Alternatives and When to Use Them
For simple synchronization, WaitGroup is perfect. But when you need error handling, cancellation, or limiting concurrency, consider alternatives.
The golang.org/x/sync/errgroup package extends WaitGroup with error propagation and context support:
package main
import (
"context"
"fmt"
"golang.org/x/sync/errgroup"
"time"
)
func main() {
// With WaitGroup - no error handling
// var wg sync.WaitGroup
// for i := 0; i < 3; i++ {
// wg.Add(1)
// go func(n int) {
// defer wg.Done()
// // Can't return errors
// }(i)
// }
// wg.Wait()
// With errgroup - clean error handling
g, ctx := errgroup.WithContext(context.Background())
for i := 0; i < 3; i++ {
i := i // Capture loop variable
g.Go(func() error {
if i == 2 {
return fmt.Errorf("task %d failed", i)
}
time.Sleep(100 * time.Millisecond)
fmt.Printf("Task %d completed\n", i)
return nil
})
}
if err := g.Wait(); err != nil {
fmt.Printf("Error occurred: %v\n", err)
}
_ = ctx // Context available for cancellation
}
Use WaitGroup when you just need to wait for goroutines. Use errgroup when you need error handling or cancellation. Use channels when goroutines need to communicate results. Use context when you need timeouts or cancellation signals.

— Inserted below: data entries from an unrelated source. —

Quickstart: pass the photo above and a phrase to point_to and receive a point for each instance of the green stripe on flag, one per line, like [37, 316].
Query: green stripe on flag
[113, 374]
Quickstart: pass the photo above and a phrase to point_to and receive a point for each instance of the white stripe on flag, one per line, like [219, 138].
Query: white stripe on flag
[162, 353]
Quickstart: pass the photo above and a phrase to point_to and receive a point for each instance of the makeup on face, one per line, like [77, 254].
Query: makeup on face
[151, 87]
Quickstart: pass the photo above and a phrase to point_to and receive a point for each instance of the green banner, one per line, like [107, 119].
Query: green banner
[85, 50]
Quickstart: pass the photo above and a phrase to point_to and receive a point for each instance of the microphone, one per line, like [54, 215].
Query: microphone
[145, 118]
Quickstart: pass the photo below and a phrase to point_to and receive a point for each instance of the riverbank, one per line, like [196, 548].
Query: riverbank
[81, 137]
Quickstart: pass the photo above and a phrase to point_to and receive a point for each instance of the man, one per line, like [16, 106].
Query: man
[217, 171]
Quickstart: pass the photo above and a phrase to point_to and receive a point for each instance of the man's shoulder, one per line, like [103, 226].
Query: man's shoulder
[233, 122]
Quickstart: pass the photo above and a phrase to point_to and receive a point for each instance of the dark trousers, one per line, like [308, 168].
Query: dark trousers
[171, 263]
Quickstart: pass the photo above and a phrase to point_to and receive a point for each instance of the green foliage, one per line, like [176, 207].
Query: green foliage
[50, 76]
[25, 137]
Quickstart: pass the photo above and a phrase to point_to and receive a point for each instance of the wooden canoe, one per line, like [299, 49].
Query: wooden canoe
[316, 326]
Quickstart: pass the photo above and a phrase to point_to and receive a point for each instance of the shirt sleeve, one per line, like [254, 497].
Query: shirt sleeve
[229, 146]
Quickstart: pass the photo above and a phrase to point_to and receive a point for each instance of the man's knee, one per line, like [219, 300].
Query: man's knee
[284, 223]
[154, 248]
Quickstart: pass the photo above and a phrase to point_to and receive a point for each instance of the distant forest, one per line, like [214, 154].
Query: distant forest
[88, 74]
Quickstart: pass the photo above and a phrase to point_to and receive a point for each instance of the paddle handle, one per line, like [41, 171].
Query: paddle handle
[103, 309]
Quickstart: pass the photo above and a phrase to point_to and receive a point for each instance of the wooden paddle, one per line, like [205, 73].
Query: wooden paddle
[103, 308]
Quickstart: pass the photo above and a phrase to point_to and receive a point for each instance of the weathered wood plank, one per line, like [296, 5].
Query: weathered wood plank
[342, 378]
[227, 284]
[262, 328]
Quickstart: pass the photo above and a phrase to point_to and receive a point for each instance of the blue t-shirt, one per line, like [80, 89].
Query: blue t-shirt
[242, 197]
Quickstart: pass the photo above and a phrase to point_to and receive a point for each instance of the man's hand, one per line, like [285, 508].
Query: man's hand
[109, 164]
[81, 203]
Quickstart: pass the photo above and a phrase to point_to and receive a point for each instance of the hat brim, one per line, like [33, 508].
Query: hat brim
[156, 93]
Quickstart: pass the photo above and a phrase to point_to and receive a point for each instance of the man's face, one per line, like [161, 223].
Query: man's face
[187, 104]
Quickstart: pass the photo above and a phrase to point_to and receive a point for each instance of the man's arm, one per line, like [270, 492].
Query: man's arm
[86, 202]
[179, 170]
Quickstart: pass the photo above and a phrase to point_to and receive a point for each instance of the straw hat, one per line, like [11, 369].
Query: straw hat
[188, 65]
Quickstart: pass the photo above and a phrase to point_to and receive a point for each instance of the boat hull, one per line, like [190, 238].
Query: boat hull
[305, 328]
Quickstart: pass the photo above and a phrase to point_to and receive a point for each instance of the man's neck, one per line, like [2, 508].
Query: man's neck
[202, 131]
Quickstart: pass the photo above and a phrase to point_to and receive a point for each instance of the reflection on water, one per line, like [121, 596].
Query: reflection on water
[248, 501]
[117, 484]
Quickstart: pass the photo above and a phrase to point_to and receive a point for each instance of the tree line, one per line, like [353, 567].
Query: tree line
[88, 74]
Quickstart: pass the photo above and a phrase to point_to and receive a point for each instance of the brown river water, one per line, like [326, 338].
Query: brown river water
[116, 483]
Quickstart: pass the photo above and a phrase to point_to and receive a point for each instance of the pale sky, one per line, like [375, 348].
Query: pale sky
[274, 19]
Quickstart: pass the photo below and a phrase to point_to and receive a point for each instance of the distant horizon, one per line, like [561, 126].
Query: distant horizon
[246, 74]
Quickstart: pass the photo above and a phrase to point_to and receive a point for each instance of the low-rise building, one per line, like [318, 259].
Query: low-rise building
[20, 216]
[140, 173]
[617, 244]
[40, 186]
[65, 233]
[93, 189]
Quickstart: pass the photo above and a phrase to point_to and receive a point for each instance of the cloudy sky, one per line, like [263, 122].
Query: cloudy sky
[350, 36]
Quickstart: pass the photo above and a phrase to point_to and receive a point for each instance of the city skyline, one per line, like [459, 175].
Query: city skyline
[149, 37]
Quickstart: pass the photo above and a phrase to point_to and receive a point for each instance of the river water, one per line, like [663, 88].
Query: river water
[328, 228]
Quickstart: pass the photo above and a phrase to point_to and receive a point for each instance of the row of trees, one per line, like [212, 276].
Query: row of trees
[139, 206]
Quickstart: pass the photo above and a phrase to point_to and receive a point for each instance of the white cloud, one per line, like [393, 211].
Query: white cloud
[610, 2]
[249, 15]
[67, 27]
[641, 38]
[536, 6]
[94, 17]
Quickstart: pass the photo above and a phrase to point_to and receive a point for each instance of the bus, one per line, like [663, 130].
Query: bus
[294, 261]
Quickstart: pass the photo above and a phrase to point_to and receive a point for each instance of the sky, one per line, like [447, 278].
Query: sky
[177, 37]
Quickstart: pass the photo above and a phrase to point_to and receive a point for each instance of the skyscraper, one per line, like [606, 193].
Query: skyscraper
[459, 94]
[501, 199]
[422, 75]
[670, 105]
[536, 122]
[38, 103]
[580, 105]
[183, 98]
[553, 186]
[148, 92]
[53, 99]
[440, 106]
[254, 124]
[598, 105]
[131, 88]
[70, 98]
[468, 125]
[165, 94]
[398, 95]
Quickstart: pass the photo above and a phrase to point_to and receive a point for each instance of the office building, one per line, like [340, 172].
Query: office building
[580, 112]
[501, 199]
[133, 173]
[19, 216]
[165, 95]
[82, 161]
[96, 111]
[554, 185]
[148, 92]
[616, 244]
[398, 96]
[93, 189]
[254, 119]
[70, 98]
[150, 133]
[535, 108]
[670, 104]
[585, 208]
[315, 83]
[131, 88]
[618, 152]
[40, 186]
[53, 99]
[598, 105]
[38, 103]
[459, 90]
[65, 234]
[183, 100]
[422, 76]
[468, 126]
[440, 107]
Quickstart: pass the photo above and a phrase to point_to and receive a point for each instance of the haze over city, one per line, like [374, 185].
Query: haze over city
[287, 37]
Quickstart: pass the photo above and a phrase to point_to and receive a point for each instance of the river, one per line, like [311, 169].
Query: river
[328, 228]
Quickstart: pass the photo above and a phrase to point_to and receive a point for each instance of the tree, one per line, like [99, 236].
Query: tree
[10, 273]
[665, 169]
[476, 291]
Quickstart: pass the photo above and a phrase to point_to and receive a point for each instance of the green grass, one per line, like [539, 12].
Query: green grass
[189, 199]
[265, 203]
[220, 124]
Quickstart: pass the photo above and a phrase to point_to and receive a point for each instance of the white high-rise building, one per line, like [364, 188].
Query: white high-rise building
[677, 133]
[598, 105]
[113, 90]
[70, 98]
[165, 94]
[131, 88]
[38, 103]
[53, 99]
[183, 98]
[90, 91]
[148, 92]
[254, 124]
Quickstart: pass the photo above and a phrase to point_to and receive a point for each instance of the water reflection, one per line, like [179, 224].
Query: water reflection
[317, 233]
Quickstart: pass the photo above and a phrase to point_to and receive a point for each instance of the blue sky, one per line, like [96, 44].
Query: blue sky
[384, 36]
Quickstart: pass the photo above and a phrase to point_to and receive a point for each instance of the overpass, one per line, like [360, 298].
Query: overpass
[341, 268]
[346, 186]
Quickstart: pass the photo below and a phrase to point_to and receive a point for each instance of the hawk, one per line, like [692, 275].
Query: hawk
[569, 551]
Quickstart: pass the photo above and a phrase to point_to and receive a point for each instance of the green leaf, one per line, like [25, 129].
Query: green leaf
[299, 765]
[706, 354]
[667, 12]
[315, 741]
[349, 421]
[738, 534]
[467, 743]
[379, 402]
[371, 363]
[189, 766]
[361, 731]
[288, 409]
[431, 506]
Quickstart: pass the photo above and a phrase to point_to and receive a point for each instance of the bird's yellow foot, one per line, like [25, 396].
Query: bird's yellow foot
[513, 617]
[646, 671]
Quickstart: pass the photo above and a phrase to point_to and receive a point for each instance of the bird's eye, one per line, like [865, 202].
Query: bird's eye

sync.WaitGroup is a fundamental building block in Go’s concurrency toolkit. Master it, understand its patterns, avoid its pitfalls, and you’ll write robust concurrent code. The key is simplicity—increment before starting work, decrement when done, wait until zero. Everything else is just careful application of these principles.